Nebraska’s bench production is non-existent in Big Ten play

In addition to Nebraska struggling to score at certain points in the second half, the Huskers are also struggling to get any sort of production from their bench.

Against Wisconsin, senior guard Thorir Thorbjarnarson and freshman center Eduardo Andre accounted for all six of Nebraska’s bench points. On Friday, a 3-pointer from senior forward Trevor Lakes and an Andre first-half free throw were the extent of Nebraska’s bench production. 

The Huskers’ offense has struggled greatly at times, but it can’t be all on the starters.
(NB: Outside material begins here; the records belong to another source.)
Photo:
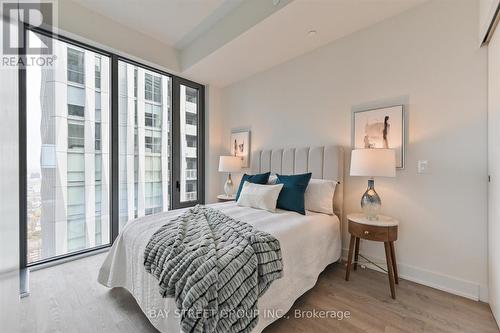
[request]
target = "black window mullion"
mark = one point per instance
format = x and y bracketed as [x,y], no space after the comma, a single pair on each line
[115,152]
[23,183]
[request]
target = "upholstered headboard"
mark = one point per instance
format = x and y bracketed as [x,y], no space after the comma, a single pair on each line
[323,162]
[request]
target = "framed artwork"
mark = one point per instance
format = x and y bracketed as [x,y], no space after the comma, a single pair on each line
[381,128]
[240,146]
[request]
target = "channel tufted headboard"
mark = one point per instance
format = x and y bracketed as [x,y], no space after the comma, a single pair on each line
[324,162]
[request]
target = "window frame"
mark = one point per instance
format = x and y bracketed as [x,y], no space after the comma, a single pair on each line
[114,59]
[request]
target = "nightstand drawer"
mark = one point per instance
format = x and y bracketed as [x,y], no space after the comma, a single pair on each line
[375,233]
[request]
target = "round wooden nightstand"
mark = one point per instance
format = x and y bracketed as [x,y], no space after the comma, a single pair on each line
[385,229]
[223,197]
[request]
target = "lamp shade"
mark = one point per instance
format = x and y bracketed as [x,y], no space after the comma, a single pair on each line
[373,162]
[229,164]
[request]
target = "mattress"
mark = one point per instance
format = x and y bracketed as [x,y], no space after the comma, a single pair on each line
[308,242]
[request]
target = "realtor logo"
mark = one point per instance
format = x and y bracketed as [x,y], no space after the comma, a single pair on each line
[17,47]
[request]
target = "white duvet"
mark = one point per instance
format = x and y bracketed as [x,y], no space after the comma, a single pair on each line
[308,243]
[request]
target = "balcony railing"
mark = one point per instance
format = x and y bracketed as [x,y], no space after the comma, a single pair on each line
[191,174]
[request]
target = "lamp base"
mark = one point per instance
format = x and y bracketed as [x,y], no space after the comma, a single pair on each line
[228,186]
[370,202]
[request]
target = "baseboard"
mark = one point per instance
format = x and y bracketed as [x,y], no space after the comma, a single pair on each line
[431,279]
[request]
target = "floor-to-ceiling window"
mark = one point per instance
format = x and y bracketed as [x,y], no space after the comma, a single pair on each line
[67,105]
[145,109]
[106,140]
One or two of Thorbjarnarson, Lakes, senior guard Kobe Webster and junior guard Shamiel Stevenson need to step up and provide a consistent six-to-eight points per game from the bench. While that may not seem like a meaningful-enough number, 12 or 14 points would’ve turned losses into wins in Nebraska’s first two Big Ten games.

No matter who steps up, 10 bench points in two games is unacceptable. Hoiberg needs to find a consistent sixth man to turn to when Nebraska’s offense stalls, and he needs to find one fast.

Despite the loss, the Huskers relished the opportunity to play on Christmas

Christmas Day is typically reserved for the NBA and maybe a handful of college basketball games in an ordinary year.

However, with COVID-19 protocols keeping student-athletes on campus longer and making time at home all the more rare, most Division I teams and conferences opted not to play games on the holiday. This is, all except the Big Ten, which scheduled four games in a 10-hour marathon of some of the conference’s best teams and players.

Hoiberg has had plenty of experience coaching and playing on Christmas, saying postgame that he’s played and coached twice on Dec. 25 at the NBA level. He said that his players had Friday’s game circled since the schedule was released and were looking forward to leaving Pinnacle Bank Arena with a victory.

“I do think it was a good decision to come out here and play the game, obviously we would’ve loved to have a different outcome,” Hoiberg said. “Our guys were excited about this one. They were excited when they saw it on the schedule… I thought it was a good experience for our guys to get the opportunity to [play on Christmas].”